Draft Genome Sequence of Ralstonia sp. MD27, a Poly(3-Hydroxybutyrate)-Degrading Bacterium, Isolated from Compost.

Ralstonia sp. strain MD27, a novel biopolymer-degrading betaproteobacterium, was isolated from compost samples. This organism has been shown to utilize the biopolymer poly(3-hydroxybutyrate) [P(3HB)] as a carbon source for growth. We report the draft genome sequence of MD27 with an estimated total sequence length of 5.9 Mb.

GENOME ANNOUNCEMENT

Ralstonia species are a diverse group that includes plant and human pathogens and other soil-dwelling organisms, such as Ralstonia eutropha (now known as Cupriavidus necator) (1), Ralstonia solanacearum (2), and Ralstonia pickettii (3, 4). Ralstonia and related species like Cupriavidus necator synthesize and mobilize poly(3-hydroxybutyrate) [P(3HB)] and other polyhydroxyalkanoate (PHA) biopolymers as part of their natural metabolism (5, 6). PHA has attracted much recent interest as a potential biobased, biodegradable alternative to petroleum-based plastics (7, 8).

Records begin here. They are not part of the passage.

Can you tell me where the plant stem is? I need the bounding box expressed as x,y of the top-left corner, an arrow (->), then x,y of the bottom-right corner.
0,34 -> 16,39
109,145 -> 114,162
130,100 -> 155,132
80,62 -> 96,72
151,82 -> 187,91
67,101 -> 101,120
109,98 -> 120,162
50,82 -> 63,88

Ralstonia sp. strain MD27 was isolated from compost from the greenhouse at Wellesley College (Wellesley, MA, USA) using media containing P(3HB) as the sole carbon source. The bacterium grows using P(3HB) with a doubling time of 3.3 h. Genomic DNA of Ralstonia sp. MD27 was extracted using the Wizard Genomic DNA purification kit (Promega, Madison, WI, USA). Libraries were then generated using the Nextera XT sequencing kit (Illumina, San Diego, CA, USA) and sequenced by an Illumina MiSeq at Tufts University Genomics Core Facility. We obtained 2,298,090 2 × 250-bp reads (185-fold coverage), which were assembled into 72 contigs (from 611 to 600,706 bp) using CLC Genomics Workbench version 7.5.

The draft genome sequence of MD27 comprises 5,917,320 bp (63.6% G+C content) and was annotated using the NCBI PGAP pipeline. We predicted 5,382 protein coding sequences, 47 tRNA sequences, and three copies each of 16S, 23S, and 5S rRNA genes. The 16S rDNA sequence of MD27 was found to be most closely related to that of Ralstonia pickettii strain 12J (99% identity based on nucleotide BLAST).

Two PHA synthase (phaC) genes were predicted (contigs 4 and 6), both of which appear to code for the conserved lipase box necessary for activity (9). We also detected two putative β-ketothiolase (phaA) genes (contigs 6 and 12), and two putative acetoacetyl-CoA reductase (phaB) genes (contigs 4 and 6). Indeed, the phaCAB sequences in contig 6 appear to form a gene cluster similar to a PHA biosynthesis operon found in C. necator H16 (10, 11) and R. pickettii strain 12D. A putative regulatory gene (phaR) has been identified in contig 6. These findings suggest that MD27 can synthesize intracellular polyhydroxyalkanoates.

Four putative PHA depolymerase (phaZ) genes were identified in the MD27 genome: three intracellular depolymerase genes (contigs 2, 6, and 22) and an extracellular P(3HB) depolymerase gene (contig 34) that were predicted, based on a BLAST search with the Depolymerase Engineering Database (DED, http://www.ded.uni-stuttgart.de) (12), to be an extracellular short-chain-length PHA depolymerase with a type I catalytic domain, as previously described (13). Experimentally validated PHA depolymerases that also fall into this category include the PhaZ from Ralstonia pickettii (14). Ralstonia sp. MD27 expresses a P(3HB) depolymerase that is capable of breaking down highly crystalline P(3HB) and is unlike the well-studied model organism of PHA homeostasis, C. necator strain H16 (10, 11), implying that Ralstonia sp. MD27 could be utilized in composting items made of P(3HB).

Nucleotide sequence accession numbers.

This whole-genome shotgun sequencing project has been deposited in DDBJ/EMBL/GenBank under accession number LFZM00000000. The version described in this paper is the first version, LFZM01000000.